Dairy market volatility: Can we hedge our bets to protect Irish farmers?

Dairy market volatility has been at the back of most farmer’s minds over the last couple of years. But it was probably quite far back — right behind expansion plans, capital expenditure, cow numbers, grass management, and all the day-to-day stuff they have to deal with as a business.
Dairy market volatility: Can we hedge our bets to protect Irish farmers?

Co-operatives and the Irish Dairy Board have been developing strategies to deal with market risk over the past number of years, and some of them already have a fair portion of their milk locked into fixed price schemes that take the worst out of the volatility. As well as ensuring a proportion of processors’ revenues, it is also in their producers’ best interests as it bolsters milk price.

ICOS has been working with institutions such as Cork Institute of Technology, the Department of Agriculture, and risk managers like FC Stone to raise awareness of the worst impacts of volatility and to get farmers to a position where they would consider some sort of insurance against low prices.

However, the difficulty over the last couple of years was that farmers weren’t really ready for some form of structure where they would be losing out on the fantastic prices at the time, just to avoid the possibility of a price drop that might never come. The price drop was always going to come, however.

Milk prices of almost 40c per litre, while welcome for Irish farmers’ cash flow and profitability, were probably too high, especially in the context of low global feed prices. At that price, everyone is an efficient milk producer; and they certainly produced to the maximum possible.

World supply grew by 5% last year, against a demand rise of around 2%. The 3% or so oversupply (albeit temporary) is roughly equivalent in volume terms to another New Zealand popping up on the dairy scene. This is a fleeting phenomenon, although it may take most of 2015 for supply and demand to come back into alignment. In the meantime, dairy buyers will sit back and watch supplying countries and their producers suffer.

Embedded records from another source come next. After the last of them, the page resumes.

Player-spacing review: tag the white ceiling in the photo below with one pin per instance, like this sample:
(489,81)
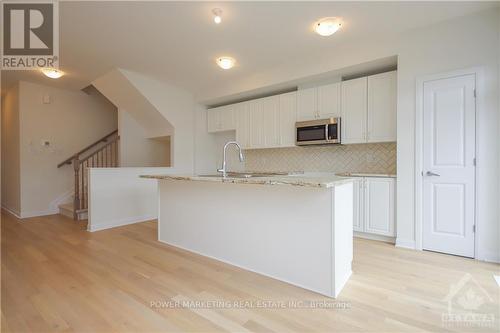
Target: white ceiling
(178,41)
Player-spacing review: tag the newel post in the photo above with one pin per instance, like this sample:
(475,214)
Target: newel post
(76,200)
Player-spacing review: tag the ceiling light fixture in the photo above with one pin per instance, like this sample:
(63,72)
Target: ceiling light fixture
(217,15)
(53,73)
(225,62)
(327,26)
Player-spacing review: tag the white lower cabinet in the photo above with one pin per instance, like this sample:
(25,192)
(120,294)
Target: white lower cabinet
(374,205)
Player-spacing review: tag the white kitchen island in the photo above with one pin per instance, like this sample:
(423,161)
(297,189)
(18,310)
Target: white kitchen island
(296,229)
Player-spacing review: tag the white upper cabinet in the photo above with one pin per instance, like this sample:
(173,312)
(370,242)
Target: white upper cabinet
(287,119)
(382,101)
(379,206)
(256,119)
(367,107)
(318,102)
(221,119)
(354,109)
(329,100)
(307,104)
(271,113)
(242,124)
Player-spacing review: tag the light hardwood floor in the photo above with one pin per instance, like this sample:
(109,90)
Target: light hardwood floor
(58,277)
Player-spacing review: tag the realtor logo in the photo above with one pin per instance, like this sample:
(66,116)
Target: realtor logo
(30,35)
(468,304)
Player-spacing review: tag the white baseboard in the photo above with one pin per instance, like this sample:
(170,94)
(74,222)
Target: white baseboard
(406,243)
(11,211)
(381,238)
(25,215)
(120,222)
(489,257)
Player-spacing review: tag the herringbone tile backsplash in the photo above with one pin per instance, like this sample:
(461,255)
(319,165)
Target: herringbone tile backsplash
(366,158)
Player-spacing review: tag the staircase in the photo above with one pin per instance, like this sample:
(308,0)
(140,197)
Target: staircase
(101,154)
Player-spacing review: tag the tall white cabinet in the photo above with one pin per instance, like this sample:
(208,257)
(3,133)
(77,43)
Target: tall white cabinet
(381,107)
(353,121)
(374,205)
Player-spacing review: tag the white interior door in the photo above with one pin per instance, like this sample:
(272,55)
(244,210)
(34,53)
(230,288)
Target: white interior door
(448,197)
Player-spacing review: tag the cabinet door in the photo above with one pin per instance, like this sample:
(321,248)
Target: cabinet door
(382,101)
(271,109)
(256,117)
(359,207)
(227,118)
(329,100)
(379,206)
(353,123)
(287,119)
(307,107)
(214,120)
(242,124)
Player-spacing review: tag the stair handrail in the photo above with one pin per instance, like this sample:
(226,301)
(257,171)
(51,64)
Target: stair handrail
(75,156)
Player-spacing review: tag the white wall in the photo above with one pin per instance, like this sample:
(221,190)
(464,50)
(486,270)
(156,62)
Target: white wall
(460,43)
(117,196)
(178,107)
(136,149)
(10,159)
(438,49)
(71,121)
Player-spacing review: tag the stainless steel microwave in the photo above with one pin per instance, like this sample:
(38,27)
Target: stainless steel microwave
(317,132)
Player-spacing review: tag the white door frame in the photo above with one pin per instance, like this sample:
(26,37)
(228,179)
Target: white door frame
(419,118)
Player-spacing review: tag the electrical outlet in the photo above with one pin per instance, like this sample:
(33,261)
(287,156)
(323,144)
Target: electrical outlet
(369,158)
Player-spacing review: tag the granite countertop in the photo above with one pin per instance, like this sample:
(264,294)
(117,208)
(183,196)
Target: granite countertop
(361,174)
(324,180)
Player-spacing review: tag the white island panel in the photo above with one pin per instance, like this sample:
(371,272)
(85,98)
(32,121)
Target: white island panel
(296,234)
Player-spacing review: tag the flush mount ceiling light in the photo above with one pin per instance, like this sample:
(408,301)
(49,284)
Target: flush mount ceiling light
(225,62)
(53,73)
(217,15)
(327,26)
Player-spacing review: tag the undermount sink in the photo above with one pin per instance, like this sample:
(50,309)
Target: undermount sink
(241,175)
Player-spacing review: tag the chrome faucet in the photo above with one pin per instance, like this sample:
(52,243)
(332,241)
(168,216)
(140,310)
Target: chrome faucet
(242,158)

What can we do about it? In the short term, unfortunately the answer is ‘not much’. We need to see the current low prices slowly curtailing international supply, and maybe hope for an “event” somewhere else around the world, to help turn off the global milk tap.

In the meantime, there is a huge amount of work being done, led by the IDB and others, to develop tools which could make a dairy futures market work for Ireland. Futures markets allow people on both sides of the market, suppliers and end customers, to hedge their own position on financial markets, effectively to insure against prices moving against them.

A producer ensures his milk income by taking a financial position (or “betting”, if you like) against his own interest. In this case, a farmer “bets” on low milk prices. If the milk prices are low, he wins the bet and his winnings compensate him for his loss on his milk. If the milk price is higher than predicted, he loses on the financial trade but is compensated with the high milk price.

The end result is a guaranteed milk income for the portion of the income which he hedges. This model can work very well, and does so in the US. The net cost to farmers who hedge on these markets seems to run at around 0.5% of sales; at least that’s the case when futures markets are up and running.

The problem we have in Europe is that these markets are only in their infancy. There is a huge amount of work to be done, and perhaps a couple of years of dipping the toe in the water, before Irish co-operatives and their members could consider depending on these tools.

T J Flanagan is dairy policy manager of ICOS, the Irish Co-operative Organisation Society.